但是我們在袁知府身上發現了贏太子私印的圖案,按理來說,贏太子不可能還活着,除非贏太子有後人,或者是有人假借贏太子行事。
在茶樓刺殺事件那個大漢身上,我也發現了類似的印記,所以……"蘇赦話還沒有說完,就被章靜言打斷:"所以很大的可能是贏太子或者假借贏太子名義行事的亂黨。"
蘇赦點了點頭。章靜言擡起頭看了看蘇赦,她想到了李如霜,詢問道:"那我母親救的那對母女也是亂黨嗎?"
蘇赦又點了點頭,他接着開口:"那對母女很可能是殺害袁知府的刺客,不過……也許那對母女也是像漠河餘孽那些人一樣。"
所以李如霜是亂黨嗎?那……上輩子,真的是像她想的那樣,是因為蘇赦的縱容,所以李如霜才會下毒害她,會不會蘇赦他也……身不由己。
"你打算怎麽對付這些亂黨?六王爺失蹤是不是和這些亂黨有關?"章靜言關切地開口,她的語氣中帶着急切,一副擔心蘇赦的模樣。
蘇赦仿佛很是吃這一套,他微微咧開嘴角笑了笑,這次倒是沒有像剛開始那樣不開口,他先是親手端起茶壺為章靜言倒了杯茶,放到她手邊:"你別急,先喝點兒茶。"
章靜言左手端起茶杯,輕輕吹散了茶葉,然後喝了一口茶,額……為什麽她覺得蘇赦倒的這杯茶格外好喝呢!她這樣想着,擡起頭看了看蘇赦。
此時,蘇赦正好站起來,走到了另一邊的書桌,他從書桌上的筆筒裏拿起毛筆,然後展開宣紙,就着磨好的墨水,寫了幾個字,然後走過來将紙遞給了章靜言。
章靜言迷迷糊糊地接過紙,腦子亂亂的,她以前怎麽沒覺得蘇赦長得如此俊朗,讓她心裏忍不住不想他。
"你感覺怎麽樣?"蘇赦的聲音在章靜言耳畔響起,她擡起頭,與蘇赦的眼睛對視了一下,通過他那雙黑如深淵的眼睛察覺到他對自己的關心。
章靜言忍不住向後坐了坐,右手在自己眼前揮了揮,仿佛這樣就将腦子裏的胡思亂想打散。接着,她又掩飾地開口:"真奇怪,這都到秋天了還有蚊子呢?"
"有嗎?"蘇赦又湊近過來看了看,他的語氣中帶着疑惑:"昨天雙壽還說弄過來一種藥包,保證屋子裏沒有蚊蟲,看來……這藥包只能有一天的效果呢!"
章靜言羞得小臉紅紅的,她低着頭,不讓蘇赦看到自己的面孔,悶悶地回了一句:"或許吧。"

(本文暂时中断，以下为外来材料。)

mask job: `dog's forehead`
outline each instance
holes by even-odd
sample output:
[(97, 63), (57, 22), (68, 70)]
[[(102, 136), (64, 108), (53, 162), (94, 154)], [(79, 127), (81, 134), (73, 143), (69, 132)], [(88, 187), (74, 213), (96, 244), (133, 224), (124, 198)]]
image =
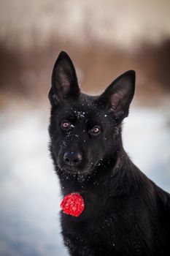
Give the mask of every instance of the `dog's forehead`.
[(87, 118), (102, 120), (107, 116), (107, 111), (97, 105), (96, 97), (84, 94), (76, 102), (68, 102), (63, 110), (69, 117), (77, 120)]

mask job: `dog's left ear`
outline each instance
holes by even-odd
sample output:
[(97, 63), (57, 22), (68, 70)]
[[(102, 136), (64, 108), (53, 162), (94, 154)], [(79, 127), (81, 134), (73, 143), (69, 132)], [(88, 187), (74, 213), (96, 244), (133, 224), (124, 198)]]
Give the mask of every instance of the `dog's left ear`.
[(78, 97), (80, 89), (76, 72), (69, 55), (61, 51), (55, 63), (51, 89), (48, 97), (52, 105), (58, 105), (64, 99), (75, 99)]
[(115, 80), (97, 101), (108, 108), (117, 120), (122, 121), (128, 115), (131, 102), (134, 95), (135, 72), (129, 70)]

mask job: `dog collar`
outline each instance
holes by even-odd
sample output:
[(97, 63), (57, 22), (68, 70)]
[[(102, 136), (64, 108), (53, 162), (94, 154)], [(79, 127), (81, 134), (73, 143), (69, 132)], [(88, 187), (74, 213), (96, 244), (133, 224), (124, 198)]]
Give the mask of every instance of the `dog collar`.
[(64, 214), (78, 217), (85, 208), (85, 202), (79, 193), (71, 193), (65, 195), (60, 206)]

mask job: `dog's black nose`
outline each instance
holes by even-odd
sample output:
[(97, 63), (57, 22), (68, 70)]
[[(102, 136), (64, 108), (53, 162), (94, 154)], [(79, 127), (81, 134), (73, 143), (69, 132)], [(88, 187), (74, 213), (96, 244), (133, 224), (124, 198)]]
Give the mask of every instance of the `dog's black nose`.
[(63, 155), (63, 160), (68, 165), (76, 165), (82, 161), (82, 155), (77, 152), (66, 152)]

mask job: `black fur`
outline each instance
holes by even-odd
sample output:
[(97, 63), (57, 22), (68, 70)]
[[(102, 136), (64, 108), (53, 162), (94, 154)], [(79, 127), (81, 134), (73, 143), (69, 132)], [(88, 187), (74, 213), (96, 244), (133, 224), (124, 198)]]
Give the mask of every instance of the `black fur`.
[[(79, 217), (61, 213), (71, 255), (170, 255), (170, 195), (133, 164), (123, 147), (121, 122), (134, 86), (131, 70), (101, 95), (88, 96), (80, 92), (66, 53), (55, 64), (50, 149), (63, 195), (79, 192), (85, 204)], [(63, 121), (68, 128), (61, 127)]]

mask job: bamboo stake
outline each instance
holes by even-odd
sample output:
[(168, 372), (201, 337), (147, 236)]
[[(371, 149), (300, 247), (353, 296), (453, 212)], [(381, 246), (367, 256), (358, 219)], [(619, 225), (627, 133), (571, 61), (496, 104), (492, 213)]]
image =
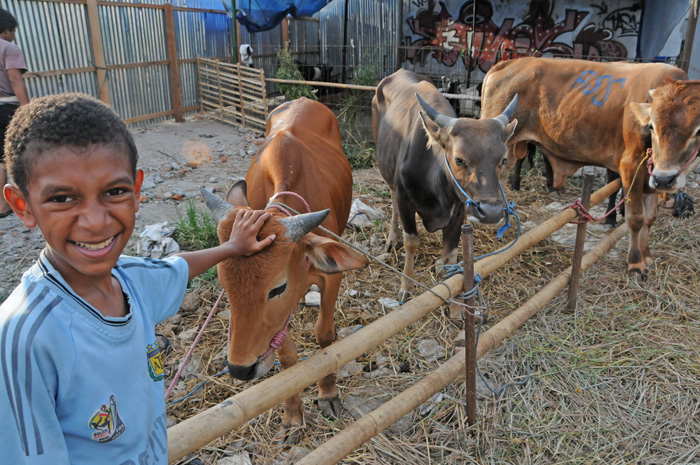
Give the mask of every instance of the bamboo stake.
[[(618, 179), (593, 194), (591, 205), (596, 205), (612, 192), (617, 191), (619, 182)], [(482, 276), (487, 276), (523, 250), (558, 229), (554, 225), (559, 224), (561, 227), (575, 216), (576, 213), (571, 209), (559, 213), (523, 235), (510, 249), (479, 260), (474, 266), (474, 271)], [(522, 247), (519, 245), (521, 242), (527, 245)], [(442, 298), (447, 298), (462, 289), (462, 279), (462, 275), (457, 274), (444, 281), (444, 284), (449, 287), (449, 295), (446, 292), (446, 287), (439, 284), (433, 287), (431, 292), (424, 292), (411, 299), (401, 309), (383, 316), (360, 331), (326, 347), (322, 352), (316, 353), (303, 362), (168, 428), (168, 460), (173, 462), (184, 457), (228, 431), (241, 426), (251, 418), (280, 404), (324, 376), (334, 373), (346, 363), (438, 308), (443, 300), (434, 295), (433, 292)], [(464, 361), (462, 366), (463, 363)]]
[[(583, 192), (581, 193), (581, 205), (588, 210), (591, 206), (591, 189), (593, 188), (593, 173), (586, 173), (583, 176)], [(571, 280), (569, 281), (569, 303), (566, 308), (576, 310), (576, 302), (578, 301), (578, 282), (581, 276), (581, 258), (583, 257), (583, 245), (586, 242), (586, 227), (588, 222), (583, 221), (579, 215), (579, 221), (576, 228), (576, 244), (574, 246), (574, 258), (571, 262)]]
[[(595, 249), (583, 257), (583, 269), (588, 269), (588, 267), (610, 250), (626, 233), (627, 225), (623, 225), (603, 239)], [(528, 300), (527, 303), (498, 322), (486, 333), (482, 334), (477, 347), (477, 358), (481, 358), (489, 350), (498, 347), (503, 339), (512, 334), (537, 313), (538, 310), (551, 301), (566, 287), (570, 275), (571, 267), (547, 284), (540, 292), (535, 294), (532, 299)], [(356, 422), (347, 426), (335, 437), (329, 439), (301, 461), (297, 462), (297, 465), (331, 465), (338, 463), (359, 445), (394, 424), (408, 412), (421, 405), (431, 396), (435, 395), (435, 393), (442, 390), (448, 383), (457, 378), (457, 376), (462, 373), (465, 359), (466, 350), (460, 351), (457, 355), (452, 356), (442, 366), (416, 384), (384, 403), (381, 407), (367, 413)]]

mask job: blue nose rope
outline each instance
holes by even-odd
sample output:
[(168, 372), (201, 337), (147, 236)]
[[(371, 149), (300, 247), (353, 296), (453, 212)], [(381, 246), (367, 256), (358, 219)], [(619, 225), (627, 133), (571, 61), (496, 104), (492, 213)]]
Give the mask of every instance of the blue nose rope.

如果章靜言這時候擡起頭,就會看到蘇赦雖然語氣未變,但是他的臉上帶着一種欠扁的笑,那是一種明知章靜言害羞而不予以釋明的笑,與他那俊朗妖孽的面孔顯得完全不搭。
可是,此時的章靜言,顯然已經被自己腦中的想法弄的羞愧得不敢擡頭,自然看不到蘇赦那不同以往的一面。
"少爺,你怎麽……"雙壽端着一盤糕點走了進來,他看着蘇赦,忍不住開口。
"我怎麽了?你不是出去了嗎?怎麽又進來了?"蘇赦的語氣中帶着不滿……哼!好不容易看到章靜言這害羞的模樣,就被這不知情趣的小厮給打斷了,他心中自然是……只能怪這小厮喽!

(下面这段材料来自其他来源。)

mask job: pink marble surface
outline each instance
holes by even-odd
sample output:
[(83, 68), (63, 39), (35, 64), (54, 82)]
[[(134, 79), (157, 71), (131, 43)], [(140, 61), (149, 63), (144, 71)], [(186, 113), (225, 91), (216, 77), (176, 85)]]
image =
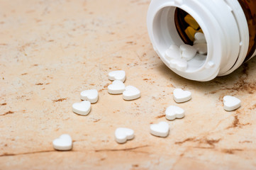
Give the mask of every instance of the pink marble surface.
[[(0, 169), (255, 169), (256, 58), (209, 82), (184, 79), (154, 52), (150, 1), (0, 0)], [(141, 98), (110, 95), (108, 72), (123, 69)], [(192, 92), (177, 104), (174, 88)], [(96, 89), (87, 116), (72, 113), (82, 90)], [(233, 95), (242, 106), (223, 109)], [(186, 116), (167, 121), (169, 105)], [(149, 133), (167, 121), (166, 138)], [(135, 130), (124, 144), (116, 128)], [(62, 133), (69, 152), (53, 149)]]

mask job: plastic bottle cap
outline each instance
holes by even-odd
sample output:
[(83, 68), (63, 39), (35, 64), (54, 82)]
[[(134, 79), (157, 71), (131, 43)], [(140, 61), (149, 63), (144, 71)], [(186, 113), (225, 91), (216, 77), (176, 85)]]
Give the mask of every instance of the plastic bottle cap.
[[(207, 57), (190, 60), (185, 70), (171, 67), (165, 57), (171, 45), (184, 44), (174, 23), (177, 8), (196, 21), (207, 42)], [(247, 21), (238, 1), (152, 0), (147, 25), (153, 48), (161, 60), (189, 79), (204, 81), (228, 74), (243, 63), (248, 50)]]

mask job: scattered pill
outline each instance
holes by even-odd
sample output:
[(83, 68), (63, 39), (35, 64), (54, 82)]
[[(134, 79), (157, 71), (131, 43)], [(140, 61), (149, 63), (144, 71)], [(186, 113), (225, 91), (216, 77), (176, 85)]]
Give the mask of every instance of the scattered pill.
[(189, 61), (194, 58), (196, 54), (196, 50), (189, 45), (184, 44), (180, 46), (182, 52), (182, 58)]
[(193, 47), (196, 50), (197, 52), (200, 55), (207, 55), (207, 44), (199, 43), (195, 44)]
[(223, 98), (224, 109), (227, 111), (232, 111), (241, 106), (241, 101), (236, 97), (226, 96)]
[(165, 110), (165, 118), (169, 120), (172, 120), (175, 118), (182, 118), (185, 115), (184, 113), (183, 108), (175, 106), (170, 106)]
[(150, 125), (150, 133), (157, 137), (167, 137), (169, 134), (169, 125), (166, 122)]
[(74, 103), (72, 105), (72, 110), (77, 114), (87, 115), (91, 110), (91, 103), (89, 101)]
[(108, 86), (108, 92), (111, 94), (120, 94), (126, 90), (126, 85), (120, 80), (115, 80)]
[(67, 151), (72, 148), (72, 140), (69, 135), (63, 134), (52, 141), (53, 148), (56, 150)]
[(120, 80), (124, 82), (126, 80), (126, 72), (123, 70), (116, 70), (108, 73), (108, 79)]
[(131, 101), (140, 97), (140, 91), (135, 86), (128, 86), (123, 92), (123, 98), (126, 101)]
[(129, 128), (118, 128), (115, 131), (116, 141), (118, 143), (125, 143), (128, 140), (134, 137), (134, 131)]
[(185, 33), (186, 33), (187, 35), (188, 36), (189, 40), (191, 41), (194, 40), (194, 36), (196, 32), (196, 31), (191, 26), (188, 26), (185, 30)]
[(189, 91), (175, 89), (173, 91), (173, 98), (177, 103), (185, 102), (191, 98), (191, 93)]
[(96, 89), (86, 90), (80, 93), (80, 98), (94, 103), (98, 101), (98, 91)]
[(187, 62), (184, 59), (172, 59), (169, 62), (169, 67), (179, 71), (186, 71)]
[(165, 51), (165, 59), (169, 61), (172, 59), (181, 58), (181, 51), (179, 47), (176, 45), (172, 45), (169, 49)]

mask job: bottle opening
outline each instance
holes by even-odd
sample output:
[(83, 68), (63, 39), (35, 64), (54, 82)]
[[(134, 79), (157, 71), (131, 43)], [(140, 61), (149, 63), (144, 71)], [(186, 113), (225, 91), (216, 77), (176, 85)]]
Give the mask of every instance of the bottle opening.
[(196, 21), (181, 8), (177, 8), (175, 10), (174, 23), (176, 29), (185, 44), (193, 45), (196, 33), (204, 33)]
[(189, 73), (204, 66), (206, 40), (199, 24), (187, 12), (176, 6), (165, 7), (156, 14), (152, 28), (157, 53), (169, 68)]

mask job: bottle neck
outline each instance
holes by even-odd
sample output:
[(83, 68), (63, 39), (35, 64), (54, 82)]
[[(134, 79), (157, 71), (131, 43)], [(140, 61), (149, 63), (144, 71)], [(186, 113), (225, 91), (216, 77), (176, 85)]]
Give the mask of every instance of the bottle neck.
[(250, 40), (245, 62), (256, 55), (256, 1), (238, 0), (247, 21)]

章靜言也被雙壽的聲音打斷了腦子中的胡思亂想,她展開手中的紙,只見紙上寫着四個大字"甕中捉鼈"。
她擡起頭,但是卻沒有發現那個打斷她思緒的小厮的身影,她扭過頭疑惑地看着蘇赦。
蘇赦只是笑着開口:"這事關乎機密,我已經讓他下去了,不過……這糖蒸酥酪我記得你挺喜歡吃的,不如用些,放心,這次可沒有事。"
章靜言看了看桌子上那碗糖蒸酥酪,凝結如膏,紅白紫綠,看起來特別美味,不過……她還是心有餘悸,搖了搖頭。
"這甕中捉鼈到底是……?"章靜言詢問。
"過幾天你自然就知曉了。"蘇赦露出了高深莫測的笑。